GLACIAL LAKE MESICK: A PREVIOUSLY UNRECOGNIZED PROGLACIAL LAKE ASSOCIATED WITH THE PORT HURON STADIAL


KINCARE, Kevin A., U.S. Geological Survey, 12201 Sunrise Valley Dr, Reston, VA 20192, kkincare@usgs.gov

Field work in western Wexford and eastern Manistee Counties, Michigan, has revealed the presence of a large delta in the Manistee River valley originating on the inner (west) flank of the Lake Border moraine near the confluence of the Lake Michigan lobe and the Traverse Bay sublobe of the Laurentide ice sheet. A significant source of foundry-quality sand, the Slagle delta is the largest in a series of at least four deltas that coalesce at their lateral margins and exhibit deltaic deposits from 300-315 meters altitude. Existing surficial geologic maps have described the area of these deltas as an outwash plain.

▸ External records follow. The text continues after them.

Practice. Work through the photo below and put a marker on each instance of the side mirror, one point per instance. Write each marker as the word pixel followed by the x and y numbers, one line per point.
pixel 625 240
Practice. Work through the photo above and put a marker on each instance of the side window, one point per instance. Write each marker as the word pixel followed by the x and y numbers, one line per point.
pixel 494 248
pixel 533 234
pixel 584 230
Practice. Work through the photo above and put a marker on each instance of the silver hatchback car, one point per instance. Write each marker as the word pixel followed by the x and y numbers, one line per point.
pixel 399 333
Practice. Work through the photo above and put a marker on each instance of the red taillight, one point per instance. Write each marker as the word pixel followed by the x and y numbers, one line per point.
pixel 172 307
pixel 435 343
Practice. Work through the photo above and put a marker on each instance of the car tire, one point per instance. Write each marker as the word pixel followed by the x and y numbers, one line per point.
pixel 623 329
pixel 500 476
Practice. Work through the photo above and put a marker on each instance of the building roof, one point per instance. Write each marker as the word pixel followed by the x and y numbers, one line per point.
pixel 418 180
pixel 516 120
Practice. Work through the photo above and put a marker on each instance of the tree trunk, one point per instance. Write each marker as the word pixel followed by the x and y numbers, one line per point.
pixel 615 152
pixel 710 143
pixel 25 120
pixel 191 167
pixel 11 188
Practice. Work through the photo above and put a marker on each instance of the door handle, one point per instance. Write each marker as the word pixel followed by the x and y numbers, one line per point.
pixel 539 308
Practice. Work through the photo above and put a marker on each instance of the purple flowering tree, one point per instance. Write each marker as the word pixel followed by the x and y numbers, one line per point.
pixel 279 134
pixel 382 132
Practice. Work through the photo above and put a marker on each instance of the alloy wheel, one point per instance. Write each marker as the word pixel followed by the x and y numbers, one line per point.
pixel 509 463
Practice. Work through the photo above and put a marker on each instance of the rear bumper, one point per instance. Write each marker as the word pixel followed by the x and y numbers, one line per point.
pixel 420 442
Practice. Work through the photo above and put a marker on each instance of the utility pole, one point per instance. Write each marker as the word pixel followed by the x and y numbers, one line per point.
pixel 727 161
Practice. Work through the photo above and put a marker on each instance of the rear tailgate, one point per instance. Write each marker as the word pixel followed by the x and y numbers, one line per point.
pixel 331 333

Glacial Lake Chicago, Glenwood II phase existed around 13,000 14C years B.P. during the Port Huron stadial with a northern shoreline controlled by the position of the Port Huron moraine. Distal deposits from Slagle delta are found onlapping the eastern (outer) margin of the Port Huron moraine, implying a time correlation. However, the observed surface altitude of the lake in which Slagle delta was deposited is much higher than the closest mapped shoreline of Glenwood II (201 meters in the vicinity of Pentwater, Michigan, 75 km to the southwest), too high to be accounted for by isostatic rebound. This lake, here named Glacial Lake Mesick occupied over 500 km2 and had at least three different levels that overflowed southward through successively lower outlets to the Pere Marquette River and thence to the Glenwood II level. Drainage into Glacial Lake Mesick originated from a glacial lake on the east side of the Lake Border moraine in the Lake Cadillac basin and probably also received drainage from the upper Manistee River.